So, how can you handle things, start to finish, with a boss that is a little less organized? All of these ideas are, of course, dependent on your relationship, your role, and your organization’s culture. We trust your judgement to take what is useful and leave what is not.

  • Forecast Forward. This comes from interviews I conducted for The Together Teammate, where it really crystallized for me that the most effective employees are the people who help others pick their heads up and look into the future for the next few months. Do you observe your manager scrambling to prep for a board meeting? Or perhaps fail to hit that looming grant deadline? Well, maybe in a standing meeting with your manager you could offer to look ahead on the calendar 2-3 months together to identify items that are coming.
  • Offer Co-Working Time. Sometimes your manager or colleagues just have plain old too much to do! In the case where you have assigned tasks you need to have completed, you could offer up co-working time to do the work in the moment. I once coached the CEO of a larger urban school district, and he asked that his secretary give him daily “study hall” time where he could complete some seemingly small, but incredibly important tasks. I have also seen teams end meetings 10 minutes early so everyone can complete their next steps right away.

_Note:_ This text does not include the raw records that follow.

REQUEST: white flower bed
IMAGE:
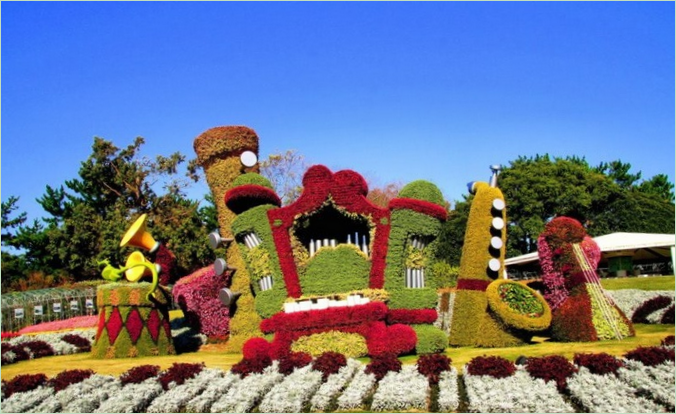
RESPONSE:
[185,371,241,413]
[618,360,676,411]
[338,366,376,410]
[310,358,363,411]
[30,374,120,413]
[606,289,675,323]
[258,365,322,413]
[94,377,164,413]
[148,369,223,413]
[211,361,284,413]
[438,367,460,413]
[2,386,54,413]
[463,365,574,413]
[568,367,665,413]
[371,365,429,411]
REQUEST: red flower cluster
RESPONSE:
[268,165,390,298]
[312,352,347,381]
[624,346,674,367]
[172,266,230,336]
[159,362,204,391]
[573,352,624,375]
[417,354,451,384]
[49,369,94,392]
[261,302,387,333]
[526,355,577,391]
[365,353,401,381]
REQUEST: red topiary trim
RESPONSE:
[456,279,491,292]
[224,184,282,214]
[260,302,387,333]
[387,309,438,325]
[389,198,448,221]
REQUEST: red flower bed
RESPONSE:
[365,354,401,381]
[172,266,230,336]
[417,354,451,384]
[260,302,387,333]
[49,369,94,392]
[624,346,674,367]
[526,355,577,391]
[4,374,47,398]
[312,352,347,381]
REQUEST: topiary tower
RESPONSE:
[538,217,635,342]
[449,171,551,347]
[193,126,261,352]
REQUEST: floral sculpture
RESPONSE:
[225,165,447,358]
[449,170,551,347]
[91,214,175,358]
[538,217,635,342]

  • Determine Best Assignment Method. Let’s assume your boss (and you) have a lot coming at you in different directions. . . email, Slack, Teams, meeting notes, and so on. And you have a lot you need to have your manager sign off on. Observe, or better yet, ask directly: how do they wish to have you assign them work? For example, you might need feedback on a retreat agenda. Well, maybe you have observed your boss take home a folder of items to read each night. Offer to print that agenda, pop a post-it note on it with what you want input on, and ask them to snap a picture when done – and you are off and running. Or are your emails not getting returned? Offer a 10-minute end-of-day check-in where you can walk through anything that could have been an email.

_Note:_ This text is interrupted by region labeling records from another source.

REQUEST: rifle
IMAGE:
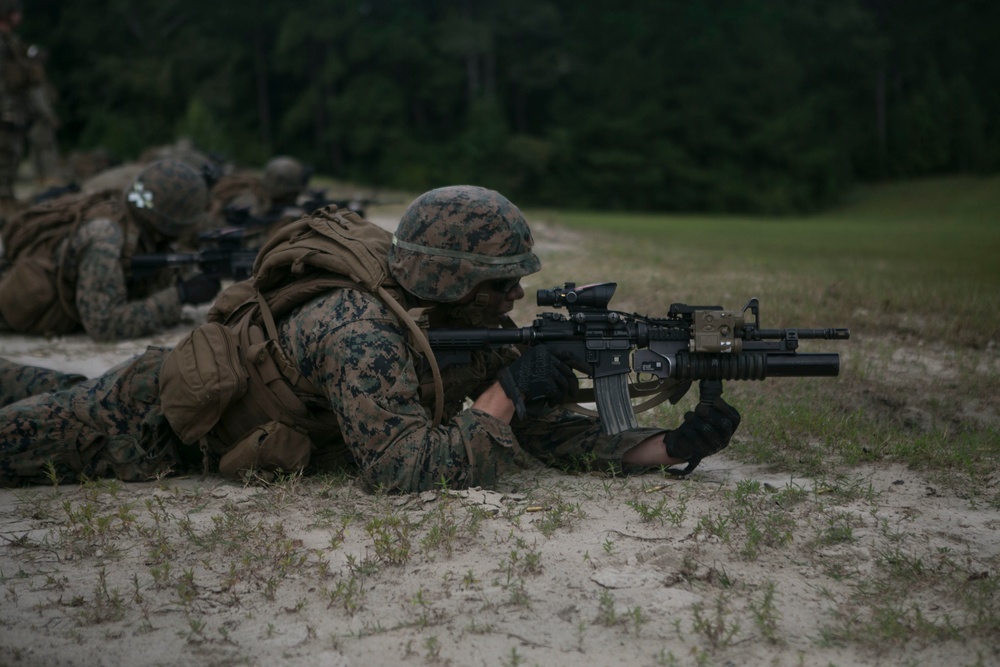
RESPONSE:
[299,189,376,218]
[130,247,257,281]
[427,282,850,435]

  • Use Sentence Starters. Maybe your manager’s lack of organization impacts your previously set priorities for the week. All your Togetherness goes out the window when your manager blows up your weekly plan. When those last-minute scrambles come up, it can be helpful to have a set of questions at the tip of your tongue to help actually assess the level of emergency. For example, you may say, “Is this a right-now problem, a by end-of-day problem, or a by end-of-week problem?” or “What is the key information you are trying to convey with this data request?” By asking thoughtful questions, you can be a co-determinant of the level of priority of the task.
  • Make the Most of Your Meetings. Assuming you have a 1:1 meeting with your manager (if not, please see below), take the time to prepare a detailed agenda, have a mechanism to take actionable notes, ensure relevant documents are open or printed, and comb through all of the items you have asked him / her to take action on since you last met, to discover any that still need to be addressed. This may seem a little “extra,” but since you are in charge of moving the work ahead, this preparation will make sure nothing slips through the cracks.

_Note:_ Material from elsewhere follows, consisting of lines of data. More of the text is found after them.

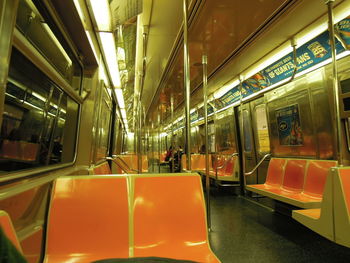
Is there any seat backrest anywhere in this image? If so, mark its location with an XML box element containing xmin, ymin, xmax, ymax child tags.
<box><xmin>46</xmin><ymin>176</ymin><xmax>129</xmax><ymax>259</ymax></box>
<box><xmin>225</xmin><ymin>156</ymin><xmax>237</xmax><ymax>176</ymax></box>
<box><xmin>93</xmin><ymin>162</ymin><xmax>112</xmax><ymax>175</ymax></box>
<box><xmin>133</xmin><ymin>174</ymin><xmax>211</xmax><ymax>258</ymax></box>
<box><xmin>304</xmin><ymin>160</ymin><xmax>337</xmax><ymax>197</ymax></box>
<box><xmin>0</xmin><ymin>210</ymin><xmax>22</xmax><ymax>252</ymax></box>
<box><xmin>282</xmin><ymin>159</ymin><xmax>307</xmax><ymax>192</ymax></box>
<box><xmin>265</xmin><ymin>158</ymin><xmax>286</xmax><ymax>186</ymax></box>
<box><xmin>339</xmin><ymin>169</ymin><xmax>350</xmax><ymax>213</ymax></box>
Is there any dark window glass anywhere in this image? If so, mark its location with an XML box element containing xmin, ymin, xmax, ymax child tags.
<box><xmin>343</xmin><ymin>98</ymin><xmax>350</xmax><ymax>111</ymax></box>
<box><xmin>340</xmin><ymin>79</ymin><xmax>350</xmax><ymax>94</ymax></box>
<box><xmin>16</xmin><ymin>0</ymin><xmax>82</xmax><ymax>92</ymax></box>
<box><xmin>0</xmin><ymin>49</ymin><xmax>79</xmax><ymax>173</ymax></box>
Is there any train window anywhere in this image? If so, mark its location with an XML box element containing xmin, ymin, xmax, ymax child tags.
<box><xmin>16</xmin><ymin>0</ymin><xmax>82</xmax><ymax>92</ymax></box>
<box><xmin>340</xmin><ymin>79</ymin><xmax>350</xmax><ymax>94</ymax></box>
<box><xmin>96</xmin><ymin>87</ymin><xmax>113</xmax><ymax>161</ymax></box>
<box><xmin>243</xmin><ymin>110</ymin><xmax>252</xmax><ymax>152</ymax></box>
<box><xmin>343</xmin><ymin>98</ymin><xmax>350</xmax><ymax>111</ymax></box>
<box><xmin>255</xmin><ymin>104</ymin><xmax>270</xmax><ymax>153</ymax></box>
<box><xmin>0</xmin><ymin>48</ymin><xmax>79</xmax><ymax>173</ymax></box>
<box><xmin>215</xmin><ymin>108</ymin><xmax>237</xmax><ymax>154</ymax></box>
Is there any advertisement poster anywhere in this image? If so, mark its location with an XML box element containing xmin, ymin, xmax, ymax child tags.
<box><xmin>276</xmin><ymin>104</ymin><xmax>303</xmax><ymax>146</ymax></box>
<box><xmin>255</xmin><ymin>105</ymin><xmax>270</xmax><ymax>152</ymax></box>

  • Have a Courageous Conversation. Sometimes people simply do not realize the weight or lift of their request until shared with them. It could be a request for a report is a 10-hour project, and your boss doesn’t realize the amount of time it will take (because you are great at making things look effortless!). It could be helpful to share the impact of the request (oh, well, this other item may get delayed) or share thoughts on the delivery mechanism (hey, if we have a last-minute change, could it come via phone call?). This one may not always be easy, which is why I have it listed last, but it could ward off some the larger challenges.

So, without naming names, any other ways you have helped a boss stay Together? Or at least, helped their lack of Togetherness have a minimal impact on your own Togetherness?